J'étais bien d'accord avec eux, mais au printemps suivant je recommençais les mêmes erreurs.Un excès d 'optimisme du gars qui croit qu'au premiers beaux jours l'hiver ne reviendra plus, ce n'est arrivé qu'une fois en 89 où on aurait pu faire les premiers foins début avril.

Mon autre problème c'était les récoltes. Pour moi c'était toujours trop tôt, le légume allait grossir encore, et il était tellement beau, quel dommage de l'arracher déjà. Dans ces cas là c'est mon instit qui prenait les choses en main et récoltait ces beaux légumes.

Tout les soirs je prenait mon seau et j'allais traire la vache.Elle faisait un bon lait et une crème très jaune qui faisait un très bon beurre. Un soir où j'étais en train de traire je vis arriver ma fille, qui n'avait pas deux ans et qui parlait une langue sans doute très ancienne que personne sauf sa mère et moi ne comprenait.Elle venait se serrer contre moi et me regardait traire assis sur mon tabouret. Le lendemain je lui proposais dans ma langue de retourner dans la cuisine et de me ramener un bol.
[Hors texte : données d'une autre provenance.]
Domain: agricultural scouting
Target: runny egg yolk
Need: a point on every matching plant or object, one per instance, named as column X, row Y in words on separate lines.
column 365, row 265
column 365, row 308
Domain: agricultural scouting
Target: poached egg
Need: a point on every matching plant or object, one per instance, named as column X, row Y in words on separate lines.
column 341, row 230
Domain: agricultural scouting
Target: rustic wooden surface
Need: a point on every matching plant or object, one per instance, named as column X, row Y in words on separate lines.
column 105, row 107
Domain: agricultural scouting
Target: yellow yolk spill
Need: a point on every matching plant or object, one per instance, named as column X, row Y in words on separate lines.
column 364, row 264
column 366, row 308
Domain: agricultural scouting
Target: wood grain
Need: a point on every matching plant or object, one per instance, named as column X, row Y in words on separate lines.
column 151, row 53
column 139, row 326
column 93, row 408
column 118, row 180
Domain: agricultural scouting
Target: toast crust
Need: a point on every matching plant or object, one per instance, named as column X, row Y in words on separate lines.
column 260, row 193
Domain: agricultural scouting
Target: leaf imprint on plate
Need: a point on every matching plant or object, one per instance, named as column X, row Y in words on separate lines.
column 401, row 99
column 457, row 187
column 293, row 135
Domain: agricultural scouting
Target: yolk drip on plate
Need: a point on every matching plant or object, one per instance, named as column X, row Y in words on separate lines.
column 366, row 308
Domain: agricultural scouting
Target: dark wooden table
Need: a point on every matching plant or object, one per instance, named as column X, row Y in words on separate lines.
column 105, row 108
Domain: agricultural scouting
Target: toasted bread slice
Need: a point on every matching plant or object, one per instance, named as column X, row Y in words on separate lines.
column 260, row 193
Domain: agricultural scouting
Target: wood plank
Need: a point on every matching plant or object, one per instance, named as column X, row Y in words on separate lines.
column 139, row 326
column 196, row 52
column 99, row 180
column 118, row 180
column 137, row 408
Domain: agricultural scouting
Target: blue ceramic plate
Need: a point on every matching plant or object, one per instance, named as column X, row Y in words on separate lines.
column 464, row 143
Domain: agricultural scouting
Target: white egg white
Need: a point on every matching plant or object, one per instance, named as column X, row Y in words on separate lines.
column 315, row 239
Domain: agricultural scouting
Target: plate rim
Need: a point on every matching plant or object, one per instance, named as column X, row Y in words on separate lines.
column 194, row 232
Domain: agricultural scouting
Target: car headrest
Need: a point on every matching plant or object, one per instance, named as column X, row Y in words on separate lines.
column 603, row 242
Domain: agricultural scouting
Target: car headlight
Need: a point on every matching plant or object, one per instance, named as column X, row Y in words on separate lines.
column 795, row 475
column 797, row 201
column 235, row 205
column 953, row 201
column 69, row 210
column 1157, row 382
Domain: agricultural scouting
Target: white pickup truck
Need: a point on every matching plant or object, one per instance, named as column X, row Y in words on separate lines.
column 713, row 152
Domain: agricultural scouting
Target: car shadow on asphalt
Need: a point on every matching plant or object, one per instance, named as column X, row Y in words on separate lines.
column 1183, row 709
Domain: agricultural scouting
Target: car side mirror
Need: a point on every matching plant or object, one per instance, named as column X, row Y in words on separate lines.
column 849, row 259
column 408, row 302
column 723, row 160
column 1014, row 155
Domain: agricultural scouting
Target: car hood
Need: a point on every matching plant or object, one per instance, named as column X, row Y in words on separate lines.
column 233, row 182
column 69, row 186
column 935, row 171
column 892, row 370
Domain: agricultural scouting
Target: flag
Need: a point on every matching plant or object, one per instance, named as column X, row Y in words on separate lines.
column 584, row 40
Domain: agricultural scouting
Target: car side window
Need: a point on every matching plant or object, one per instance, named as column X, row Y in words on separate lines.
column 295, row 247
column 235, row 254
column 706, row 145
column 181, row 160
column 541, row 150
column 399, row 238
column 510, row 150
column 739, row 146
Elle me répondit "A" dans sa langue se qui voulait dire :"Je t'ai bien compris et je suis d'accord" et la voilà de retour cinq minutes plus tard avec son bol, que je remplis aussitôt de lait sorti du pis de la vache. A partir de ce soir là chaque fois qu'elle me voyait partir avec mon seau elle arrivait dans les cinq minutes avec son bol.

Après la traite du soir je détachais le veau qui avait tout le lait pour lui jusqu'au matin.